I find myself looking for the most dubious assumption behind all of this. What is it? Is this the really dubious assumption: Only if we allow the unbridled pursuit of profit, will the economy develop? Now for that not to be an empty tautology about the accumulation of profit, it must mean the following: Only if we allow the unbridled pursuit of profit, will people's needs for goods be satisfied. (This is the message we were fed so often during the Cold War with footage of empty East European shelves, implying that only the free market can come up with the goods.) Isn't this a very, very dubious assumption? The trawlers (they may have been Spanish - forgive my terrible memory and laziness in checking the facts) off the coast of Africa did not improve the supply of fish to the local African market. And I wonder if GM's purchase of Opel all those years ago did anything to improve the manufacture of cars. Did more people get better cars as a result of it (assuming more people ought to have cars, which is itself a dubious assumption and unfortunately one whose serious discussion is discouraged by the principle of the free market that consumers will decide such things, not citizens through debate and democratic decision-making)?

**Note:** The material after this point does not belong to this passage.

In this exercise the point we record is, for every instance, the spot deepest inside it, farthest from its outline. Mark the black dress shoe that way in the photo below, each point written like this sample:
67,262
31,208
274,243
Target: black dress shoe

This might be old socialist pie in the sky, but the opposite might sometimes be the case. If a car manufacturer did not have to worry so much about making a profit and fending off hostile take-over bids, it might be able to develop a better kind of car. I seem to remember reading a scurrilous article about a prototype of an electric car by Ford that was scrapped perhaps because it was too reliable and too easy to maintain (so that there would be little or no profit to be made from spare parts and frequent maintainance). By easing off the profit neurosis, the phenomenon of built-in obsolecence could be ended, which would be one good thing.

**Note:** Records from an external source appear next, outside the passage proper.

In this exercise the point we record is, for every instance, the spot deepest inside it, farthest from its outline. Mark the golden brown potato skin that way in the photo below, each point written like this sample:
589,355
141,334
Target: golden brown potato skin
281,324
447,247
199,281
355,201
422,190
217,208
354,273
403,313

There is no reason here to make profit into a sin. I have my little book and it would be nice if I could make a profit out of it. I would also like to set up my own little publishing business so that I could publish my book and similar books myself. However, I would find it perfectly reasonable if I was looking, for instance, at publishing opportunities in Nigeria and found that the Nigerian government only allowed me either to lend money to Nigerian businessnes or to sell my expertise, not buy up a massive part of the Nigerian publishing industry. In a similar way, if there is a future in fishing off the west African coast, could the Spanish (instead of sending in the trawlers) not provide credit to local fishermen or sell their know-how so that the locals can improve their techniques (providing that the improved techniques are sustainable)? Even if we limit ourselves to ignorant and bovine economic motives, there are opportunities to make money in this way without, for instance, making a quick profit by scooping up pretty much every fish in the waters off west Africa. In this way, is the development of real and sustainable economies not possible without the expansion of irresponsible foreign ownership and control? Is it not possible to rethink globalization so that it doesn't become synonymous with the growth of a hideous international oligarchy (and it is a terrible contradiction that western democracy is effectively a tool for the growth of such an oligarchy)?